Étant donné qu’il n’existe actuellement aucune méthode pour dater directement les pétroglyphes de cet âge, il est impossible de savoir à quelle période du Dorsétien (de 500 ans avant notre ère à 1300 de notre ère) ils appartiennent ou d’établir si les différents pétroglyphes datent de différentes périodes. Cependant, le style de la majorité des pétroglyphes correspond davantage à la thématique des artefacts créés à la fin du Dorsétien.


La stéatite est un type de pierre relativement tendre qui peut être facilement sculptée, ce qui la rendait recherchée par les Dorset et les Inuits afin de pouvoir fabriquer des lampes à l’huile, des ustensiles de cuisine et des sculptures artistiques portables

En quoi consistent les pétroglyphes?

Le long de la faille de 130 m de long à Qajartalik se trouvent plusieurs affleurements de stéatite (parfois appelée pierre à savon). La stéatite est un type de pierre relativement tendre et facile à tailler, ce qui en a fait un matériau recherché par les Dorsétiens et les Inuits pour la fabrication de lampes à huile, de pots à cuisson et de sculptures artistiques portables. La stéatite étant rare, plusieurs affleurements sont depuis longtemps soumis à une activité humaine répétée. De nombreux sites archéologiques se trouvent dans les environs de Qajartalik, ce qui laisse supposer que des gens vivaient dans la région à la fois pendant les saisons chaudes et les saisons froides.

À quoi ressemblent les pétroglyphes?

Les pétroglyphes de Qajartalik représentent principalement des visages humains de face. Un petit nombre d’images peuvent être interprétées comme des visages d’animaux, tandis que certaines autres combinent des caractéristiques humaines et animales. La plupart des pétroglyphes individuels mesurent de 10 à 25 cm. Les pétroglyphes sont gravés dans la roche par piquetage et par incision. Tous les pétroglyphes ont un front, des joues, un menton, des yeux, un nez et une bouche, mais sont dépourvus d’oreilles, de cheveux, de cou ou d’autres parties du corps. Certains présentent des lignes s’étendant vers le bas au niveau du menton, que les archéologues interprètent comme des barbes ou des traces de souffle sortant de la bouche des pétroglyphes. Les formes générales des visages sont peu nombreuses, allant de l’ovale ou du rectangle au « bouclier » ou au « pichet » (c.‑à‑d. des fronts plats avec des joues et des mentons arrondis). La plupart des visages se trouvent en groupes de dix ou plus.
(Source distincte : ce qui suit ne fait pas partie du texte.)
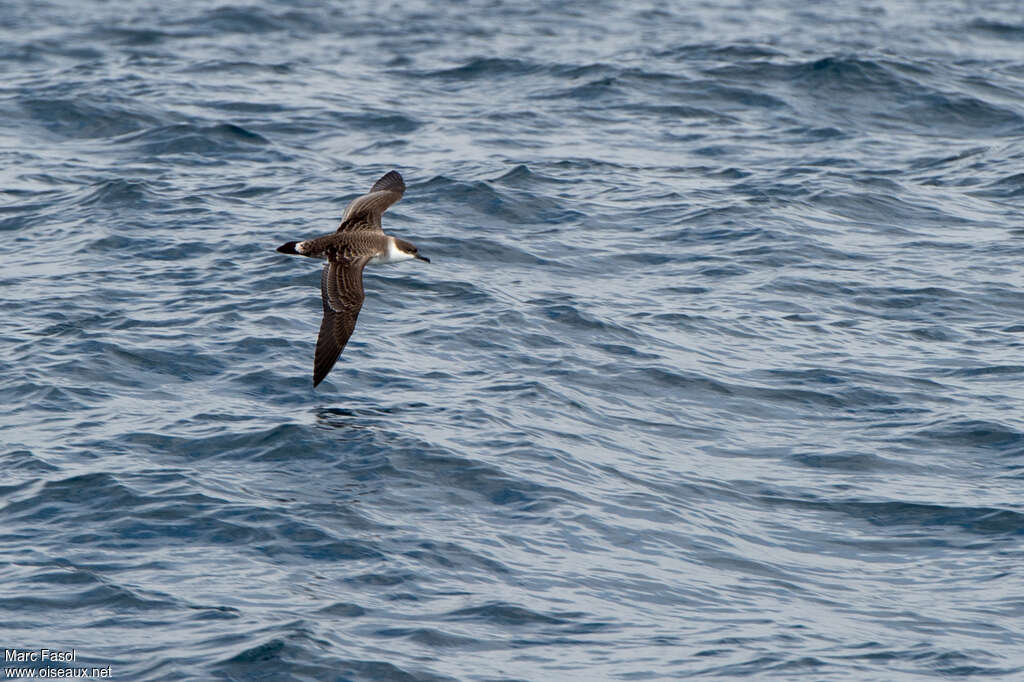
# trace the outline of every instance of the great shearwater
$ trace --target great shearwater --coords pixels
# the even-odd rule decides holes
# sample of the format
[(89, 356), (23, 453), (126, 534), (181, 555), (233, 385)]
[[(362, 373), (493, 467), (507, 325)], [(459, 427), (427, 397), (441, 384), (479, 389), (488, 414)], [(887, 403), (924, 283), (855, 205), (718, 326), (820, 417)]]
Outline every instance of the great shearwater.
[(413, 258), (430, 262), (415, 246), (384, 234), (380, 226), (381, 214), (404, 193), (402, 176), (397, 171), (385, 173), (369, 193), (352, 200), (336, 232), (277, 247), (281, 253), (327, 261), (320, 273), (324, 319), (313, 358), (314, 388), (334, 367), (356, 328), (356, 317), (363, 307), (363, 267)]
La plupart des pétroglyphes individuels mesurent de 10 à 25 cm. Les pétroglyphes ont été gravés dans le substrat rocheux à l’aide d’un mélange de picage et de rainurage.

Plusieurs pétroglyphes de Qajartalik sont situés autour de zones d’activité connue des premiers Inuits et sont stylistiquement distincts de la plupart des images sculptées par les Dorsétiens. Cela porte à croire qu’ils ont été sculptés par les premiers Inuits plutôt que par les Dorsétiens.
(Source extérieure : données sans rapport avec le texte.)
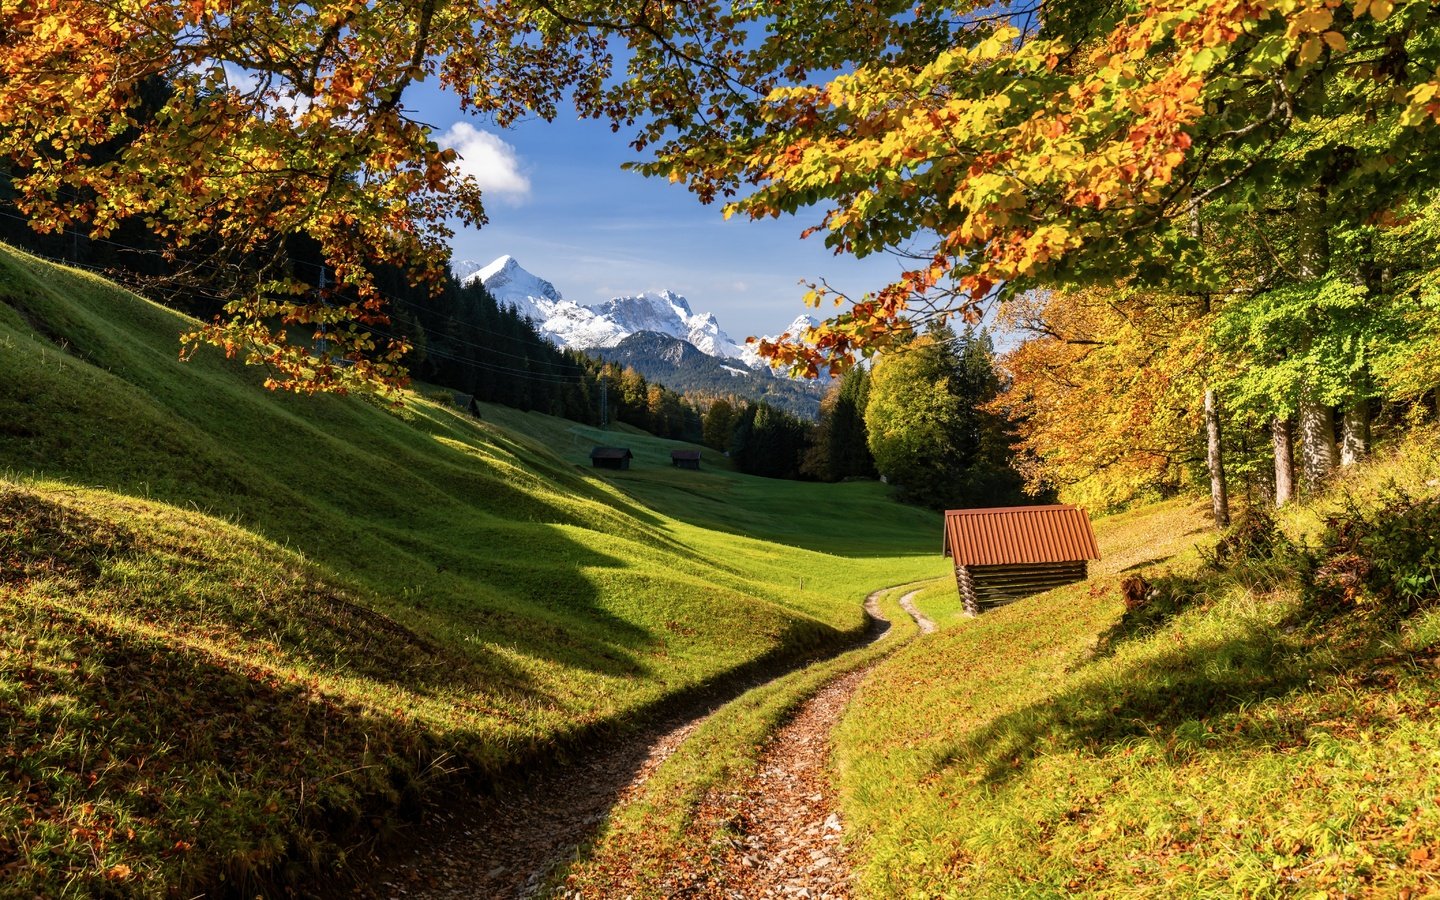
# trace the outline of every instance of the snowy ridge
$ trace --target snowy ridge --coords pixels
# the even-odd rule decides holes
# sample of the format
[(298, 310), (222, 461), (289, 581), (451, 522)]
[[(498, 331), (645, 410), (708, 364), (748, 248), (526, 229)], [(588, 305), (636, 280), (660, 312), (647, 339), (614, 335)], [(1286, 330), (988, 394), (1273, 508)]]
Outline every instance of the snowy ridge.
[[(502, 256), (484, 266), (461, 260), (453, 263), (452, 269), (462, 284), (480, 281), (497, 302), (530, 317), (541, 334), (561, 347), (610, 348), (632, 334), (653, 331), (688, 341), (710, 356), (738, 360), (749, 369), (769, 368), (754, 348), (737, 343), (722, 331), (714, 313), (694, 312), (689, 301), (674, 291), (644, 291), (581, 306), (566, 300), (555, 285), (527, 271), (513, 256)], [(802, 320), (805, 326), (814, 324), (808, 316), (801, 316), (787, 329), (792, 336)]]
[[(814, 328), (818, 324), (820, 323), (816, 322), (810, 316), (799, 315), (795, 317), (795, 321), (785, 326), (784, 331), (780, 332), (779, 334), (767, 334), (760, 340), (776, 341), (785, 335), (788, 335), (791, 340), (802, 339), (804, 338), (806, 331)], [(745, 365), (749, 366), (752, 369), (768, 369), (770, 367), (770, 363), (760, 357), (760, 354), (756, 352), (755, 345), (753, 344), (745, 344), (740, 347), (740, 353), (737, 355), (736, 358), (743, 361)]]

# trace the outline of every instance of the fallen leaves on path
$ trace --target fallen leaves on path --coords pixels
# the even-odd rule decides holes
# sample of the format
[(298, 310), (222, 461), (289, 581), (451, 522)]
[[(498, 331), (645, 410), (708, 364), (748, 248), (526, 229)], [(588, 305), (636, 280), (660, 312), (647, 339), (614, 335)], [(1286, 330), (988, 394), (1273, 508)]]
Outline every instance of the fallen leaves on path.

Les formes générales des visages des pétroglyphes se présentent sous un petit nombre de formes, allant de la forme ovale ou rectangulaire à la forme de « bouclier » ou de « carafe ». On trouve la plupart des visages en groupes de dix o

Questions sans réponse

Certains aspects de Qajartalik et des autres sites de pétroglyphes du Nunavik demeurent inconnus. D’une part, on ignore pour quelle raison les Dorsétiens ont réalisé ces pétroglyphes. Comme les visages présentent des similitudes avec le style des visages représentés sur des objets sculptés portatifs fabriqués par les Dorsétiens, de nombreux archéologues pensent qu’il existe un lien entre ces pétroglyphes et leurs croyances et pratiques socioculturelles. L’histoire orale des Inuits fait parfois référence à certaines de ces pratiques des Tuniit (Dorsétiens), mais ne fait pas directement référence aux pétroglyphes. D’autre part, on comprend mal pourquoi il n’y a pas d’autres pétroglyphes du Dorset à l’extérieur de cette région de l’Arctique. Les Dorsétiens ont utilisé d’autres carrières de stéatite connues dans l’Arctique, mais seuls Qajartalik et les trois autres sites du Nunavik présentent des pétroglyphes. Les objets d’art sculptés étant de plus en plus courants dans la période du Dorsétien, il est étrange que les pétroglyphes ne semblent avoir été réalisés que dans une petite sous-région de l’endroit où ils vivaient. Malgré les questions sur le site qui restent sans réponse, étant donné que les pétroglyphes sont inconnus en dehors de cette région, Qajartalik et les autres sites de pétroglyphes ont dû être incroyablement importants pour les Dorsétiens.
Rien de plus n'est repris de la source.